Bei den Materialien setzten sie auf Tradition. Im Außenbereich wird die Hitze des tropischen Indiens durch die rote Farbe repräsentiert, die warme Farbe des Bodens und der Erde rund um die Klippe – so fügt sich das Cliffhouse harmonisch in die Landschaft ein. Im Inneren verwendeten Caterina und Jan eher kalte Farben. Einerseits zur Abkühlung, aber auch um einen Bezug zum erfrischenden Meerwasser zu schaffen. Die Wände sind jeweils in zwei verschiedenen Farben unterteilt, was die Küstenlinie darstellt: Im unteren Schlafzimmer von Himmel und Dschungel der Nordklippe Varkalas; im oberen von Meer und steiniger Wand der Südklippe.

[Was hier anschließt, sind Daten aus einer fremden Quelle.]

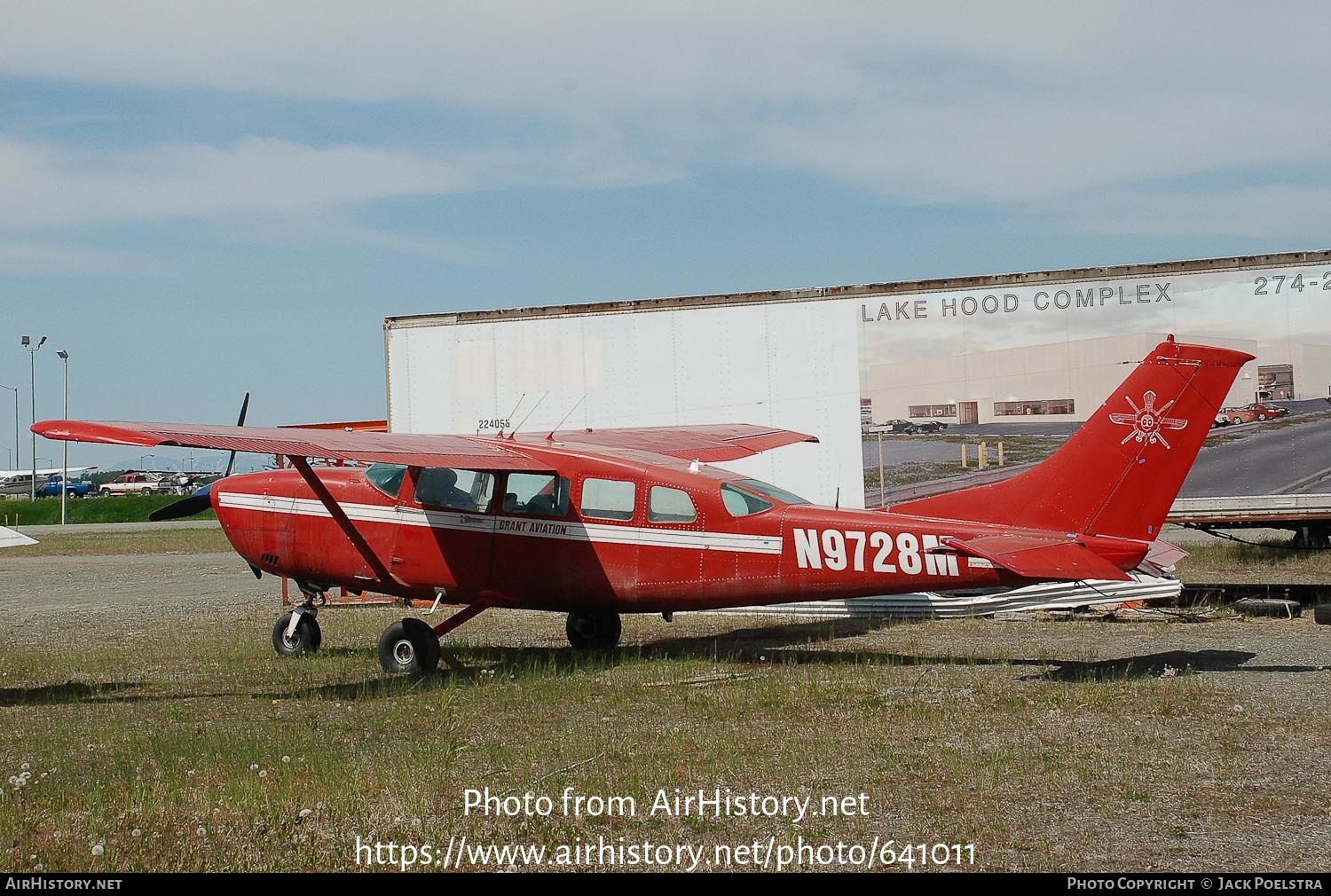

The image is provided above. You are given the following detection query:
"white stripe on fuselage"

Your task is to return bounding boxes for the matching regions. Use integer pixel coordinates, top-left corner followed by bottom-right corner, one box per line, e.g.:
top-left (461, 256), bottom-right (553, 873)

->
top-left (217, 491), bottom-right (782, 554)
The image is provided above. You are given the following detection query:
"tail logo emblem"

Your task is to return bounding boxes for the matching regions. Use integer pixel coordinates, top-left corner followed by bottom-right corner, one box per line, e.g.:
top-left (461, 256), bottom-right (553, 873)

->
top-left (1109, 391), bottom-right (1187, 449)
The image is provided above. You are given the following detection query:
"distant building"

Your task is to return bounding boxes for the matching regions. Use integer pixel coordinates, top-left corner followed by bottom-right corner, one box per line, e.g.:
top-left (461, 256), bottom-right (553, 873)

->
top-left (868, 333), bottom-right (1310, 423)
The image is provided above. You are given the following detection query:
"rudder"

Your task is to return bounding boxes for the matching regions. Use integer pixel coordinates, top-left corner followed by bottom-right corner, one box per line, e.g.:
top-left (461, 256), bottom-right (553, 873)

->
top-left (892, 335), bottom-right (1253, 540)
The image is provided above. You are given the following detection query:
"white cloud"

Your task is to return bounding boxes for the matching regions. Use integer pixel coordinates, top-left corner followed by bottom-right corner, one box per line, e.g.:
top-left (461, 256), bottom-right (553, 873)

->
top-left (1062, 184), bottom-right (1331, 240)
top-left (0, 240), bottom-right (170, 276)
top-left (0, 138), bottom-right (676, 229)
top-left (0, 0), bottom-right (1331, 220)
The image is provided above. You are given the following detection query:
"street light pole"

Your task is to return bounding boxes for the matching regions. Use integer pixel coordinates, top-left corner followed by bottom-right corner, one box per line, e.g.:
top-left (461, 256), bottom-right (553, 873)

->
top-left (0, 386), bottom-right (23, 470)
top-left (23, 335), bottom-right (47, 500)
top-left (56, 349), bottom-right (69, 526)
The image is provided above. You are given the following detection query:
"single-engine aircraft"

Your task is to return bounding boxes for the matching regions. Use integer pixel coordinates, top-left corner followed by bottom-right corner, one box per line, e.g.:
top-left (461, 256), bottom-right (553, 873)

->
top-left (32, 335), bottom-right (1253, 673)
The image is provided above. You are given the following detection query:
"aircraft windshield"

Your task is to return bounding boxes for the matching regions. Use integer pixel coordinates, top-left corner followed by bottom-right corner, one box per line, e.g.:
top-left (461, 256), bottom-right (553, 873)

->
top-left (735, 479), bottom-right (809, 505)
top-left (365, 463), bottom-right (407, 498)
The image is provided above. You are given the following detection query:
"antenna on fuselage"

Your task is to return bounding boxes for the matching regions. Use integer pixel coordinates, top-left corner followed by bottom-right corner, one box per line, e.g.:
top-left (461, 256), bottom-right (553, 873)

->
top-left (546, 393), bottom-right (587, 442)
top-left (508, 390), bottom-right (550, 439)
top-left (500, 393), bottom-right (527, 438)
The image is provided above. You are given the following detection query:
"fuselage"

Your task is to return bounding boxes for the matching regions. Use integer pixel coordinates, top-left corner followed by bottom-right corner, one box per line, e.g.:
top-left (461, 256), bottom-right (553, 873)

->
top-left (212, 447), bottom-right (1149, 612)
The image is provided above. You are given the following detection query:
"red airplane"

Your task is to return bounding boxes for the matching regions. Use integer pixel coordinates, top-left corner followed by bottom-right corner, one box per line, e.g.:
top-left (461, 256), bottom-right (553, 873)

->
top-left (32, 337), bottom-right (1253, 672)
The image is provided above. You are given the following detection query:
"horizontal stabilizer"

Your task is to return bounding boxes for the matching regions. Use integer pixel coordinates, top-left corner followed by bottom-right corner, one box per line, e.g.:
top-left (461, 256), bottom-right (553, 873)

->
top-left (1137, 538), bottom-right (1187, 575)
top-left (947, 535), bottom-right (1130, 582)
top-left (0, 526), bottom-right (37, 547)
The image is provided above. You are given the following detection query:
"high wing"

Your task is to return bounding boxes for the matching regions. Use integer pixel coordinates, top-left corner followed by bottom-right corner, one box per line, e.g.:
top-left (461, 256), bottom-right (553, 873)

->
top-left (516, 423), bottom-right (819, 463)
top-left (32, 420), bottom-right (547, 470)
top-left (32, 420), bottom-right (817, 470)
top-left (945, 535), bottom-right (1130, 582)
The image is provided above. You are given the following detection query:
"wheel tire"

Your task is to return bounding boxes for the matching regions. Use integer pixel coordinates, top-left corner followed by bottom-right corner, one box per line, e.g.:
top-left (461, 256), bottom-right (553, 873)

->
top-left (564, 612), bottom-right (623, 649)
top-left (380, 617), bottom-right (439, 675)
top-left (1234, 598), bottom-right (1303, 619)
top-left (273, 612), bottom-right (324, 656)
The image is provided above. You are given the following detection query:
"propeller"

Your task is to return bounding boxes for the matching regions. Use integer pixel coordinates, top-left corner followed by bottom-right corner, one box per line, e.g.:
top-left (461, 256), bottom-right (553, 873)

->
top-left (148, 393), bottom-right (249, 523)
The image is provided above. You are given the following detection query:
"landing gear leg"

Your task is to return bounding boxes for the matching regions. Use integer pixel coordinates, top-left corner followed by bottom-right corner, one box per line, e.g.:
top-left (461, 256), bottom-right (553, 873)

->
top-left (273, 603), bottom-right (324, 656)
top-left (564, 612), bottom-right (623, 649)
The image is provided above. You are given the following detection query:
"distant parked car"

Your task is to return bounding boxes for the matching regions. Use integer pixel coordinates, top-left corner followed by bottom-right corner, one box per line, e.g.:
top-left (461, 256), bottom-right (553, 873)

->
top-left (1216, 401), bottom-right (1290, 426)
top-left (98, 473), bottom-right (170, 498)
top-left (37, 473), bottom-right (92, 498)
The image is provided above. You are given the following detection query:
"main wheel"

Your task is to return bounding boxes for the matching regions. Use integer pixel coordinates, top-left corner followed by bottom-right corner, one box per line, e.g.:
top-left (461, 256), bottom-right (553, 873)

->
top-left (273, 612), bottom-right (324, 656)
top-left (380, 617), bottom-right (439, 675)
top-left (564, 612), bottom-right (623, 649)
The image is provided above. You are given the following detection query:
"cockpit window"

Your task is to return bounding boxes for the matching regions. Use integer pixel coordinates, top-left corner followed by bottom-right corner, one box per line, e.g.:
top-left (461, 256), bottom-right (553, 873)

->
top-left (721, 482), bottom-right (772, 516)
top-left (415, 468), bottom-right (495, 514)
top-left (500, 473), bottom-right (569, 516)
top-left (365, 463), bottom-right (407, 498)
top-left (735, 479), bottom-right (809, 505)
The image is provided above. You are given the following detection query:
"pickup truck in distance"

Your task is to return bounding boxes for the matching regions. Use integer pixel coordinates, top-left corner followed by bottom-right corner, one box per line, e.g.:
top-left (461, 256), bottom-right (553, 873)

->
top-left (37, 473), bottom-right (92, 498)
top-left (98, 473), bottom-right (168, 498)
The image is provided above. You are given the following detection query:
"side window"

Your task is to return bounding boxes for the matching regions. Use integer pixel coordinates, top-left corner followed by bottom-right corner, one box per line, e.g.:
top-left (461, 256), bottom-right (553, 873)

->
top-left (647, 486), bottom-right (697, 523)
top-left (500, 473), bottom-right (569, 516)
top-left (721, 484), bottom-right (772, 516)
top-left (578, 479), bottom-right (636, 519)
top-left (415, 468), bottom-right (495, 514)
top-left (365, 463), bottom-right (407, 498)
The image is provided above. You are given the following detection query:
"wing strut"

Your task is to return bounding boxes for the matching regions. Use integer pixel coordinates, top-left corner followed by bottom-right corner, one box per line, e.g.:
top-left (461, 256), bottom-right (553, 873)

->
top-left (434, 598), bottom-right (490, 638)
top-left (287, 454), bottom-right (406, 587)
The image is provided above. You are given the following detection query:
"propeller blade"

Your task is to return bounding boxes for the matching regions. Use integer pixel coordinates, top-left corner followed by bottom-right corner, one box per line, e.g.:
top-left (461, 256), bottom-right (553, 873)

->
top-left (148, 484), bottom-right (213, 523)
top-left (223, 393), bottom-right (249, 479)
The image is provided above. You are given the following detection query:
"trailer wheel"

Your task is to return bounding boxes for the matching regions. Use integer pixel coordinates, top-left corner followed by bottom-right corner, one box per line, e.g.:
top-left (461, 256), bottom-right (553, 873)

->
top-left (1234, 598), bottom-right (1303, 619)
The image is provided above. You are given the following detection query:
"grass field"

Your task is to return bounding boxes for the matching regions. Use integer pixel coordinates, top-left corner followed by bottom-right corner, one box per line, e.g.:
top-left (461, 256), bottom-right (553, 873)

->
top-left (0, 530), bottom-right (1331, 870)
top-left (0, 495), bottom-right (217, 527)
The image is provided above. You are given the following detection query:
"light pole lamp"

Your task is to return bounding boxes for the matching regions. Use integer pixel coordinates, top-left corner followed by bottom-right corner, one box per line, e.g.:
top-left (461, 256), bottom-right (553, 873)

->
top-left (0, 385), bottom-right (23, 468)
top-left (23, 335), bottom-right (47, 500)
top-left (56, 349), bottom-right (69, 526)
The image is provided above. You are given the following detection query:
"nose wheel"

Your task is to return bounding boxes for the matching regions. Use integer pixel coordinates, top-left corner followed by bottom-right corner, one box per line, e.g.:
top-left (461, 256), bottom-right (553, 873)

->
top-left (273, 607), bottom-right (324, 656)
top-left (380, 617), bottom-right (439, 675)
top-left (564, 612), bottom-right (623, 649)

„Da es hier nicht erlaubt ist, die Wände des zweiten Stockwerks mit Ziegeln zu verschließen, um daraus einen ‚richtigen‘ Raum zu schaffen, haben wir die offenen Wände zum Nachbarn hin mit halbtransparenten Haremssteinen verschlossen, die in Indien eine lange Tradition haben. Aus diesem Stein wurden in Indien ganze Palastkomplexe gebaut, die den Haremsdamen einen Blick in die Außenwelt ermöglichten, aber keinen Einblick ins Innere“, schildert Caterina Rancho.
Alle Regale und Nachttische im Haus haben die Designer aus Möbeln gebaut, die zwar vorhanden, aber nicht mehr funktionsfähig waren und daher vom Eigentümer entsorgt werden sollten. „Als Naturschützer prüfen wir immer erst, was wir von dem, was wir haben, in etwas Neues verwandeln können, um unnötigen Abfall zu vermeiden“, erklärt Caterina, „man könnte sagen, dass uns die Designphilosophie von Wabi Sabi sehr am Herzen liegt.“
Der Einrichtungstrend Wabi Sabi führt auf die japanische Ästhetik zurück, die zum Perspektivwechsel anregt: Weg von der Perfektion hin zur Liebe und Schönheit im Unvollkommenen. Wabi bedeutet ursprünglich, sich elend, einsam und verloren zu fühlen; Sabi soll alt sein und Patina zeigen. Eine nicht offenkundige Schönheit also, die sich im Unscheinbaren verbirgt, eine Unvollkommenheit in einfachen Dingen zu erkennen und sie wertzuschätzen und die Vergänglichkeit zu akzeptieren.